As your data grows or changes frequently, moving it to a .json file keeps things cleaner.
// data/loginData.json [ { "username": "admin", "password": "admin123" }, { "username": "user", "password": "user123" }, { "username": "test", "password": "wrongPass" } ]
// tests/login-json.spec.ts import { test, expect } from '@playwright/test'; import * as loginData from '../data/loginData.json'; (loginData as Array<{ username: string; password: string }>).forEach(({ username, password }) => { test(`Login test (JSON) - ${username}`, async ({ page }) => { await page.goto('https://example.com/login'); await page.fill('#username', username); await page.fill('#password', password); await page.click('#login'); const currentUrl = page.url(); expect(currentUrl).toContain('/dashboard'); }); });
Now your data is external and easily editable, even by non-developers.
For teams working with spreadsheets or large tabular data, CSV is a popular choice. You can use a CSV parser like csv-parse to load the data.
// login.csv username,password admin,admin123 user,user123 test,wrongPass
// utils/csvReader.ts import * as fs from 'fs'; import * as path from 'path'; import { parse } from 'csv-parse/sync'; export function readCsvData(filePath: string) { const content = fs.readFileSync(path.resolve(filePath)); return parse(content, { columns: true, skip_empty_lines: true, }) as Array<{ username: string; password: string }>; }
// tests/login-csv.spec.ts import { test, expect } from '@playwright/test'; import { readCsvData } from '../utils/csvReader'; const data = readCsvData('./data/loginData.csv'); data.forEach(({ username, password }) => { test(`Login test (CSV) - ${username}`, async ({ page }) => { await page.goto('https://example.com/login'); await page.fill('#username', username); await page.fill('#password', password); await page.click('#login'); const currentUrl = page.url(); expect(currentUrl).toContain('/dashboard'); }); });
This method is especially useful when you need to run hundreds of test cases from spreadsheet-style data.
Externalize your data: Use JSON or CSV to make data easier to update and manage.
Use descriptive test titles: Include data points (e.g., usernames) in your test names for easier debugging.
Cover a variety of scenarios: Include valid, invalid, and edge-case inputs.
Don’t repeat yourself (DRY): Keep the logic clean and reusable.
Hook it into CI/CD: Automate these tests as part of your deployment pipeline.
If you’re writing more complex tests (e.g., with setup/teardown, multiple roles, or dynamic environments), look into Playwright’s fixtures system. It allows you to inject data or logic directly into test contexts for even more control.

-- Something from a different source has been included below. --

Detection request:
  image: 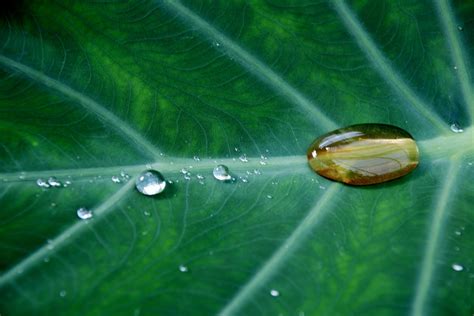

Data-driven testing isn't just a “nice-to-have”—it’s a smart way to build more resilient and flexible test automation.
With Playwright and TypeScript, you’ve got all the tools you need to implement it quickly, whether your data lives in a JSON file, CSV spreadsheet, or even a database. Start by moving a few hardcoded values into structured data, and you'll see your test coverage and maintainability improve dramatically.
Refactor one of your existing test files to use JSON-based input.
Try loading data from a CSV using the csv-parse library.
Set up your Playwright suite to run on different data sets in your CI pipeline.